Provavelmente, esta enorme manifestação de indignação só é vista desde dentro e pelos próprios Oficiais de Justiça. Sejamos claros: mais ninguém sente esta indignação e manifestação de insatisfação como os próprios a sentem.
A greve é apenas mais uma greve, o número de dias é algo que se mantém dentro da normalidade e não põe em risco o sistema, apenas o atrasa um pouco. O Governo e a opinião pública vivem bem com isto.
Desde o início aqui reivindicamos que a ação deveria ser maior do que isto porque esta seria banal e inconsequente.
Os Oficiais de Justiça precisam de sindicatos que sejam mais corajosos nas suas reivindicações e nas suas ações. Não basta com cumprir os requisitos habituais, há que ir mais longe, fazer e reivindicar mais, sob pena de as suas ações passarem perfeitamente desapercebidas e constituírem apenas um, ou mais um, contratempo.
Terminada que está a greve que se segue? Mais um período de intervalo até à próxima greve?
É necessário ter posturas mais contundentes; é necessário apontar os erros do Governo de forma clara e traçar as necessárias linhas vermelhas.
Desde logo, é necessário aprender que uma greve assim já é irrepetível e que a próxima tem que ser diferente.
Depois, é necessário analisar cuidadosamente os diferentes aspetos da greve, quer sejam as ações dos sindicatos, quer sejam as ações das entidades governativas. É necessário analisar tudo, desde fraca adesão às concentrações à trapalhada dos serviços mínimos que constituíram uma ação muito grave e da qual se devem retirar especiais consequências; assunto a que se há de aqui voltar.
É necessário não parar nem se deixar iludir pelo recente anúncio das 110 promoções, pois estas nada têm que ver com a greve e nem estas constituem um número relevante e nem sequer correspondem ao número prometido.
Ao serviço da vontade dos Oficiais de Justiça, vimos como o SOJ se associou à greve do SFJ, coisa que há uns meses atrás não conseguimos sequer vislumbrar na anterior greve, e vimos como o presidente do SOJ compareceu até na concentração de Lisboa.
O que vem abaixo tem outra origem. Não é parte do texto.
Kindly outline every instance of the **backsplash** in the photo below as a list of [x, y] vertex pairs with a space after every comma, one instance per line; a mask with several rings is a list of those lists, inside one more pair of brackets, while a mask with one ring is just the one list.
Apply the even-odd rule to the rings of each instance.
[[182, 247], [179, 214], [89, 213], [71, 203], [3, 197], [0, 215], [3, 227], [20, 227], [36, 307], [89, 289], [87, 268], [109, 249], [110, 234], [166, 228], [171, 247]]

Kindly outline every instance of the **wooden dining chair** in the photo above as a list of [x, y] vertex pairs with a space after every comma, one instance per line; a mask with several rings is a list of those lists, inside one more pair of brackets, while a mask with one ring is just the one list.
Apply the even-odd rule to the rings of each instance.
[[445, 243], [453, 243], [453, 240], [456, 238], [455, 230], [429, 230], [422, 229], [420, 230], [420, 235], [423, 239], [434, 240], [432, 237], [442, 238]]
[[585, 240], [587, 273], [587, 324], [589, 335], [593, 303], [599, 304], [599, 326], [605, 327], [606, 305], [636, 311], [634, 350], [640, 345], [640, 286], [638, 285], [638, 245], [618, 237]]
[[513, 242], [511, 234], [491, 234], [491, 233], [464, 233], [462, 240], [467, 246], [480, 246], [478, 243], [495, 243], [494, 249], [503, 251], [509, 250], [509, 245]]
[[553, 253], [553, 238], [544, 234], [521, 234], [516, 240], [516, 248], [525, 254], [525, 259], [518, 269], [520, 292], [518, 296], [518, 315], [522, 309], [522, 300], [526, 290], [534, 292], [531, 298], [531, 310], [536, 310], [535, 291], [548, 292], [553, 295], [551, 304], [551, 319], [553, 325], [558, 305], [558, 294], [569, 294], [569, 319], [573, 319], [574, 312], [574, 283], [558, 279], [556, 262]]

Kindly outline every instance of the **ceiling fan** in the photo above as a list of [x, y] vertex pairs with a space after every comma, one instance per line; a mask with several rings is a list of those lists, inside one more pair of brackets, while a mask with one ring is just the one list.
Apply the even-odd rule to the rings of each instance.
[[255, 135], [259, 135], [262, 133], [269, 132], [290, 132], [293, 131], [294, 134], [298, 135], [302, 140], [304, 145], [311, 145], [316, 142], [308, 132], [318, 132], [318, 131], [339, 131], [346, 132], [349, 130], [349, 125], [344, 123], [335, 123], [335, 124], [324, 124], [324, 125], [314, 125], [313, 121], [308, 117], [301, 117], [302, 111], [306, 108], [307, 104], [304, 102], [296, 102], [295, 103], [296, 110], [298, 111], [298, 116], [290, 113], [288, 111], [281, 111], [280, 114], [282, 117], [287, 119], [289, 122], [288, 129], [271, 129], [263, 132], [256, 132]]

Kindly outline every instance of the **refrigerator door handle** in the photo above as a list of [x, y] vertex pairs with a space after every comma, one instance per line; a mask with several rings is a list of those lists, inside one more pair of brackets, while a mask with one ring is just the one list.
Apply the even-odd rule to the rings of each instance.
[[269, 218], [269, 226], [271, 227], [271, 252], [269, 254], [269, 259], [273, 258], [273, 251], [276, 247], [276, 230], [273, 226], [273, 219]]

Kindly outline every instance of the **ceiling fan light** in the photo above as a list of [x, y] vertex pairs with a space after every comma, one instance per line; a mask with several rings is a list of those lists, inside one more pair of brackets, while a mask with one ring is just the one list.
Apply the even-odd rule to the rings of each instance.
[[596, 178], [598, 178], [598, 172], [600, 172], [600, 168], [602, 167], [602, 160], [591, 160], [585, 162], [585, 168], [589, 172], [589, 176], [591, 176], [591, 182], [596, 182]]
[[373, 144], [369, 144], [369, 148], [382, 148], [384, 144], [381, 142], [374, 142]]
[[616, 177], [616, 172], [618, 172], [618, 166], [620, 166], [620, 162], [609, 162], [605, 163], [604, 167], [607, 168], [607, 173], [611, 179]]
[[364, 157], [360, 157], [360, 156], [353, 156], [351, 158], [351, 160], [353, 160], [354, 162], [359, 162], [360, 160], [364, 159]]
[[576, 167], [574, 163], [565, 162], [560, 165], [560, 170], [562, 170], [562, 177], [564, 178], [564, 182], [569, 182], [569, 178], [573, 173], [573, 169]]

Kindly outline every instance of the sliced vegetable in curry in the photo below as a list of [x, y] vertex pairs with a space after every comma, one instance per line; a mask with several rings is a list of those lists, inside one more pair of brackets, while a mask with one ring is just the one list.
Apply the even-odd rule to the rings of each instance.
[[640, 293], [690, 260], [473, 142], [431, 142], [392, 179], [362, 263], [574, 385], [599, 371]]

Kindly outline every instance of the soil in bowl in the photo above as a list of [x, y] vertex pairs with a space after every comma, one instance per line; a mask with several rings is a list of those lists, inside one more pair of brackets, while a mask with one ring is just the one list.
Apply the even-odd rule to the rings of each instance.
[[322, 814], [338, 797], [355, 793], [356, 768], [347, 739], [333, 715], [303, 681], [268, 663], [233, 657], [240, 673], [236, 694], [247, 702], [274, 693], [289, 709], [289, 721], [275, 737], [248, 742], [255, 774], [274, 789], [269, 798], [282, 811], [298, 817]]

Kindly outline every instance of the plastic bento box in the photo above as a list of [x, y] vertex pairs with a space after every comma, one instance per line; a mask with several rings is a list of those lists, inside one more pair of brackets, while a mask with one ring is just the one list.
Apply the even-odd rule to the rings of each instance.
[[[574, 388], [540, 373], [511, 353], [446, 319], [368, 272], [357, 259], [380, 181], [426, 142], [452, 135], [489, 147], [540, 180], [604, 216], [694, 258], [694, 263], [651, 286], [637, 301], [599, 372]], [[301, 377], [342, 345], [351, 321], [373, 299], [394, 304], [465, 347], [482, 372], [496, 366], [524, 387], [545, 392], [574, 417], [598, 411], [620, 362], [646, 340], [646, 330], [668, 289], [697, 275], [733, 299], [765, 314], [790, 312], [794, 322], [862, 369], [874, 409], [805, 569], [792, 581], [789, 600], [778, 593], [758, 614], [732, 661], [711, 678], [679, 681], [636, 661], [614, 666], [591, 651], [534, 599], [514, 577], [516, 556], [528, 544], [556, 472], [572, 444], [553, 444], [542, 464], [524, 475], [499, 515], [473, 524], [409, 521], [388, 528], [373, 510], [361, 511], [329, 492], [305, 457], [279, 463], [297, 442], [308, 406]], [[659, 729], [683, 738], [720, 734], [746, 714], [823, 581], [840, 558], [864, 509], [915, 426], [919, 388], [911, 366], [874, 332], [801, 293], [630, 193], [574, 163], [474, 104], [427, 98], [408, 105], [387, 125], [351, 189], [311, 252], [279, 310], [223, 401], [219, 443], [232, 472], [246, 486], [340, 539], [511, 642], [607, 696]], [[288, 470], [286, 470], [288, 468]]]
Os interesses e a vontade dos Oficiais de Justiça numa ação conjunta; numa união de esforços, viu-se agora concretizada. E isto é muito bom. No entanto, não confundamos com desunião o facto de haver dois sindicatos, ou mais que houvesse, e diferentes opiniões; isso não é desunião; é riqueza de opinião; a união viu-se aqui: na união de esforços e de entendimento numa causa comum e, por isso, os Oficiais de Justiça se mostram satisfeitos e agradecidos com a contribuição de dignidade à causa que o SOJ aportou, dando o exemplo e ainda uma importante lição a quem a queira aprender.
É este o caminho: servir sempre os interesses dos Oficiais de Justiça e servi-los na riqueza da diversidade de opinião e também na conjugação de ações de interesse mútuo.

da greve entre outras coisas saliento o facto de pelo menos um elemento dos orgãos sociasi do SFJ não ter aderido a greve. Será que já colocou o lugar à disposição? Ou como a máquina montada é tão grande dá para tudo, até para o sindicato ter no seu seio fura greves?